Early in the summer Suarez made passes at Real Madrid as regularly as he sipped mate from his omnipresent flask. Unfortunately for Suarez, as things stand Madrid have their eyes locked on a more attractive target and are paying him little attention. If Suarez wants to leave Liverpool this summer then right now his only option is to move to a team who are not yet guaranteed Champions League football and whose potential for winning that competition or the Premier League are remote at best.

He has cited his desire for Champions League football as his motivating factor for wanting to leave Liverpool and says people should accept this. The truth is, Liverpool’s supporters do accept this. They yearn for the same thing. Had Madrid rocked up and tabled an acceptable bid for the player, fans would have waved him off with regret but also understanding. The problem is that Arsenal, while not a local rival as Suarez correctly points out in his interview, are the team that Liverpool must catch this season and their offer undersells Suarez by a long way in today’s ridiculous market.

So why now? Why alienate the supporters who, as recently as this weekend, still had his back and chanted his name? Why threaten to take the club that have supported him so often to court? Why bring all this on himself? Again, we arrive back at desperation.

At war: Brendan Rodgers and Arsene Wenger 
Arsenal’s farcical £40m plus £1 bid came a long time ago now. It was rejected out of hand by Liverpool. It isn’t Suarez’s value and that apart, it was downright antagonistic. Arsene Wenger wants this saga to be completed ‘amicably’ but it was that childish bid that started a war of words between the two clubs and probably strengthened Liverpool's resolve to keep the player from the Gunners' clutches. If this transfer does end up in a court, one wonders what would be made of Arsenal’s extraordinarily specific bid. But I digress, back to Suarez. He claims he has a £40m release clause. He claims to have the PFA’s backing. He claims that he will hand in a transfer request. Once more, football is a lie.
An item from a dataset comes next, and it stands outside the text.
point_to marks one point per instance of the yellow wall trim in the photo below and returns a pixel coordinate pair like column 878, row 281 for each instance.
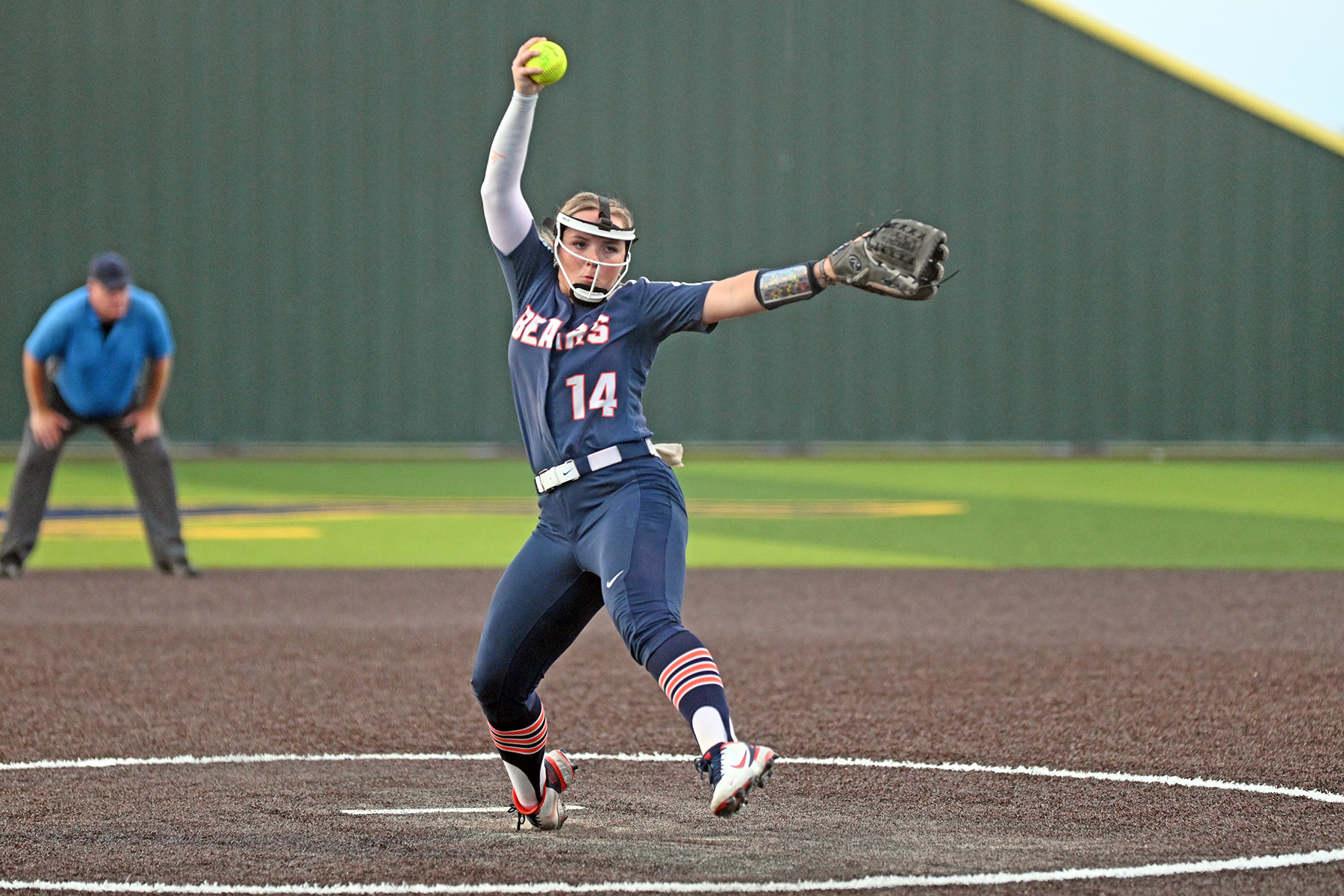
column 1189, row 74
Either that clause is fictional or his ‘super agent’ Pere Guardiola is, well, a little bit silly. If that clause is set in stone then Liverpool had no right to reject Arsenal’s bid. Guardiola, being a ‘super agent’ and all that jazz, presumably would know this. He’d have threatened Liverpool with legal action the moment he got wind of that offer being rejected. Liverpool insist no such clause exists and reading between the lines, it seems they are correct. If they weren’t then this transfer would have either been completed or would be being played out in a court room by now.

Suarez and Guardiola are obviously frustrated with Liverpool's resistance to the transfer (though, not frustrated enough to wave a ‘loyalty' bonus by submitting a transfer request just yet) and making the player’s position at Liverpool untenable by burning his bridges on the pages of the Guardian newspaper seems like a desperate roll of the dice to apply additional pressure to FSG and Liverpool Football Club. Moaning, whining and telling the world how you are a slave to a club that have gone back on their word are not the actions of people in control of a situation like this.

Assuming no clause exists then Suarez can conduct as many Twitter crashing interviews as he wants but his situation changes little. Liverpool value the player in excess of £50m and don’t want to sell him to the team they have in their crosshairs. Stalemate. If FSG stick to their plan and refuse to send Suarez down south then Suarez must hope that a team from abroad make a bid for his services or prepare his next move. That would be threatening to strike, ala Carlos Tevez. To do that in World Cup year, aged 26 would take some real bottle and stupidity but nothing can be ruled out. Words mean little anymore. Football is just a lie.